黑发青年感觉自己被人搀扶着坐入沙发。他迷迷瞪瞪地瞧着对方,感觉自己的嘴巴似乎产生了自主意识,不受控地开始嗫嚅呢喃。
他重复描述起被萨菲罗斯绑上运输机的过程,比起之前的说法更加仔细、详实。
“……萨菲罗斯说他在找一个人,那个男人对他非常重要。”
“哦?”主管微微诧异了一下,心底因为这个极有意思的情报产生一丝意料之外的惊喜。他直觉认为这个男人就是萨菲罗斯的软肋。

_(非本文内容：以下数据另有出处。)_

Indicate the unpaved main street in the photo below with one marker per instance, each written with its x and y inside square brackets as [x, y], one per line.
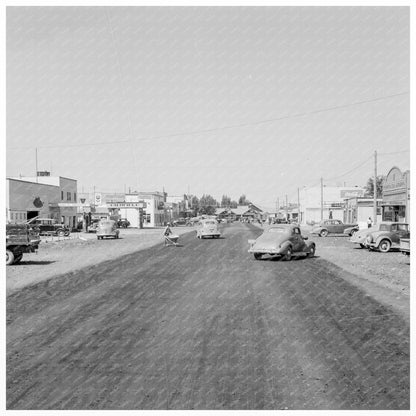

于是,他靠近扎克斯,无不迫切地追问:“那个男人是谁?”
“他叫CLOU……”扎克斯几乎就将“幽灵教官”的名字说出,但在最后关头突然咬住下唇,将完整的名字死死憋在嗓眼里。
由于太过用力,牙齿嵌入唇肉。轻微的刺痛与腥甜的血味令黑发青年好歹清醒片刻。
这时候,他才听见脑海中“幽灵教官”急切的呼唤。
“暴露我也没关系。”克劳德说。
他甚至拿出萨菲罗斯来举例子。
“那绿眼睛混蛋在他14岁第一次发现我的时候,就去神罗科学研究部举报了我。”
但扎克斯却紧闭着眼睛,固执地拒绝克劳德的劝说。
回应佣兵的只扎克斯留存于脑海间的一段无意识的喃喃自语:“我坚持得住……放心,我坚持得住……”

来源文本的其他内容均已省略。